Justices meet with Afghan student

Chief Justice Robin Jean Davis and Justice Thomas E. McHugh spent time with Afghan student Hume Manati in January to discuss the American judicial system.

Ms. Manati visited the Supreme Court of Appeals of West Virginia on January 4 and 5 as part of a weeklong visit in West Virginia.

Ms. Manati is a student in The Initiative to Educate Afghan Women program, which allows Afghan women to earn degrees in higher education.

The 20-year-old, from Kabul, Afghanistan, is a junior at Sweet Briar College in Sweet Briar, Virginia. She is pursuing her bachelor’s degree in interdisciplinary education with a focus on law.

A Sweet Briar alumnus who also was a part of the IEAW program made Manati’s education in the United States possible. The program was founded by Paula Nirschel and began in 2002. There are forty-two women enrolled in the 2009-2010 academic year, studying at nineteen universities and colleges. The women are dispersed across the United States and are supported by college, university, and personal scholarships and funds.

The program is meant as a means for Afghan women to earn degrees in higher education and to continue in masters programs. The women must agree to return to Afghanistan in the summers between semesters and permanently after they graduate to help rebuild their country.

After first visiting the United States in 2004 as a part of a high school exchange program, Ms. Manati found the American education system to be “privileged” in comparison to the education system in Afghanistan.
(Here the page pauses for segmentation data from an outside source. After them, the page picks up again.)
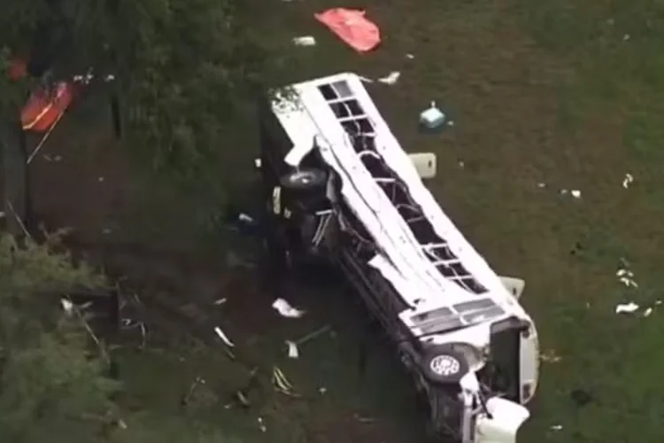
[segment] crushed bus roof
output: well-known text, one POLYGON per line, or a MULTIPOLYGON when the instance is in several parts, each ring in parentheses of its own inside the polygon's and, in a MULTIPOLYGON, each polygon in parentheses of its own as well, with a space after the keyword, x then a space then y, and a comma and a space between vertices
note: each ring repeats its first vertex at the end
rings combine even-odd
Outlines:
POLYGON ((440 308, 462 322, 468 315, 454 307, 477 300, 497 307, 483 308, 483 320, 525 315, 424 186, 358 75, 340 74, 290 89, 288 98, 273 103, 293 143, 285 160, 297 165, 315 140, 342 178, 346 205, 381 251, 369 265, 413 307, 411 327, 423 322, 417 315, 440 308))

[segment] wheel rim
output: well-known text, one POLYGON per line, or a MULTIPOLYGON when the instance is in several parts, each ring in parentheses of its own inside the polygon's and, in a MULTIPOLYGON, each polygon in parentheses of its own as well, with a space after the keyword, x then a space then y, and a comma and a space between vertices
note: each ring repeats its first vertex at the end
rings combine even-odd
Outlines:
POLYGON ((434 374, 449 377, 459 373, 461 363, 452 355, 436 355, 431 359, 429 366, 434 374))

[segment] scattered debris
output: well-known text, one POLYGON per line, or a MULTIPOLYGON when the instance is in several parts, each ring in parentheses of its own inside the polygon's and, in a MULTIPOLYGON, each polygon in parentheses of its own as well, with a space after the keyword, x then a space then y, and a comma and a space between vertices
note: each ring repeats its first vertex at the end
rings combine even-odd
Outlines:
POLYGON ((272 304, 272 307, 276 309, 276 311, 282 316, 288 317, 288 318, 299 318, 305 314, 305 311, 301 311, 299 309, 297 309, 291 307, 289 304, 289 302, 283 299, 275 299, 274 302, 272 304))
POLYGON ((293 392, 293 385, 288 380, 288 378, 286 378, 286 376, 283 375, 282 369, 280 369, 276 366, 274 366, 272 372, 272 383, 274 385, 274 389, 277 392, 284 393, 290 397, 297 396, 297 394, 293 392))
POLYGON ((256 222, 253 217, 244 213, 240 213, 237 215, 237 220, 244 223, 255 223, 256 222))
MULTIPOLYGON (((313 38, 312 35, 303 35, 301 37, 295 37, 293 39, 293 43, 296 46, 315 46, 316 39, 313 38)), ((257 167, 260 167, 259 166, 257 167)))
POLYGON ((546 363, 557 363, 562 360, 562 357, 558 355, 552 349, 544 351, 544 353, 542 353, 542 354, 540 354, 539 358, 542 361, 544 361, 546 363))
POLYGON ((297 343, 286 340, 286 346, 289 346, 289 358, 297 359, 300 356, 297 343))
POLYGON ((627 189, 634 182, 634 177, 631 174, 625 174, 625 178, 622 180, 622 187, 627 189))
POLYGON ((392 84, 395 84, 397 82, 398 82, 400 76, 401 76, 400 72, 392 71, 388 75, 379 78, 378 82, 380 82, 381 83, 392 85, 392 84))
POLYGON ((629 303, 620 304, 615 307, 615 314, 631 314, 638 309, 638 305, 630 301, 629 303))
POLYGON ((592 396, 583 389, 574 389, 569 392, 569 396, 576 406, 585 406, 592 401, 592 396))
POLYGON ((374 419, 368 416, 362 416, 359 414, 353 414, 352 416, 355 420, 357 420, 359 423, 373 423, 374 419))
POLYGON ((634 281, 634 273, 629 269, 627 269, 626 268, 621 268, 616 271, 615 276, 618 277, 618 281, 628 288, 638 287, 638 284, 634 281))
POLYGON ((328 324, 326 324, 322 328, 320 328, 313 332, 311 332, 309 334, 306 334, 305 337, 302 337, 295 341, 296 345, 304 345, 307 341, 315 338, 316 337, 320 336, 320 334, 323 334, 324 332, 327 332, 330 330, 330 327, 328 324))
POLYGON ((198 387, 199 385, 205 385, 205 380, 204 380, 200 377, 197 377, 193 382, 191 382, 191 385, 189 385, 189 388, 187 391, 187 393, 181 398, 180 400, 180 404, 181 406, 187 406, 189 403, 189 400, 191 400, 191 396, 194 395, 194 391, 196 391, 196 388, 198 387))
POLYGON ((232 341, 228 339, 228 337, 226 337, 226 334, 224 334, 223 330, 219 326, 214 327, 214 332, 216 332, 217 336, 221 338, 221 341, 226 343, 230 347, 235 347, 235 345, 232 341))
POLYGON ((378 27, 365 18, 365 11, 333 8, 313 17, 358 52, 367 52, 381 43, 378 27))
POLYGON ((263 423, 263 418, 259 417, 258 422, 259 422, 259 429, 260 429, 260 431, 266 432, 267 431, 267 428, 266 428, 265 424, 263 423))
POLYGON ((67 299, 60 299, 60 305, 63 310, 67 315, 73 314, 73 303, 69 301, 67 299))
POLYGON ((569 193, 575 198, 581 198, 581 190, 565 190, 565 189, 560 190, 561 195, 567 195, 567 193, 569 193))
POLYGON ((445 114, 436 106, 436 102, 432 101, 429 108, 420 113, 420 125, 428 130, 436 130, 442 128, 447 122, 445 114))
POLYGON ((54 157, 51 157, 49 154, 43 154, 43 155, 42 155, 42 157, 46 161, 55 161, 56 163, 58 162, 58 161, 62 161, 62 156, 61 155, 56 155, 54 157))

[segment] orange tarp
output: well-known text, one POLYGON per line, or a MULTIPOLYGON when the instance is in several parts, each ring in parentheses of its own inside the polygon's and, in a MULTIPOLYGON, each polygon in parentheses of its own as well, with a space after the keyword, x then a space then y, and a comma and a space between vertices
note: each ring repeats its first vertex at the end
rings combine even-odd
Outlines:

"The education system in my home country is very different and needs much updating,” Ms. Manati said. “It’s so sad. Often our books are so far behind, we miss out on all new advances in the world simply because our books are not up-to-date.”

Ms. Manati said she plans to also attend law school in the United States after she  earns her bachelor’s degree.

Ms. Manati told Chief Justice Davis that the thing that astonished her most when she came to the United States was the availability of legal rights. “Here a woman can ask for her rights, and even if you cannot afford an attorney you can be provided one. That is what I most respect about the American judicial system, the equality.”

Justice McHugh asked Ms. Manati what she would most remember of her stay in the United States, to which she responded, “My degree will be the biggest thing I take home with me. I do not know where I will end up working, but I do know I will have a law degree.”

Supreme Court Administrative Director Steve Canterbury and Supreme Court Clerk Rory Perry also met with Ms. Manati as she toured the Supreme Court Chamber. While in Charleston, Ms. Manati shadowed lawyers at Bailey & Glasser. Later, she visited Washington, D.C., where she listened to a U.S. Supreme Court hearing and met with various political figures.

“The experience was definitely a learning process for me,” said Ms. Manati. “Meeting these legal professionals has been very helpful to my decision to carry on into the legal profession.”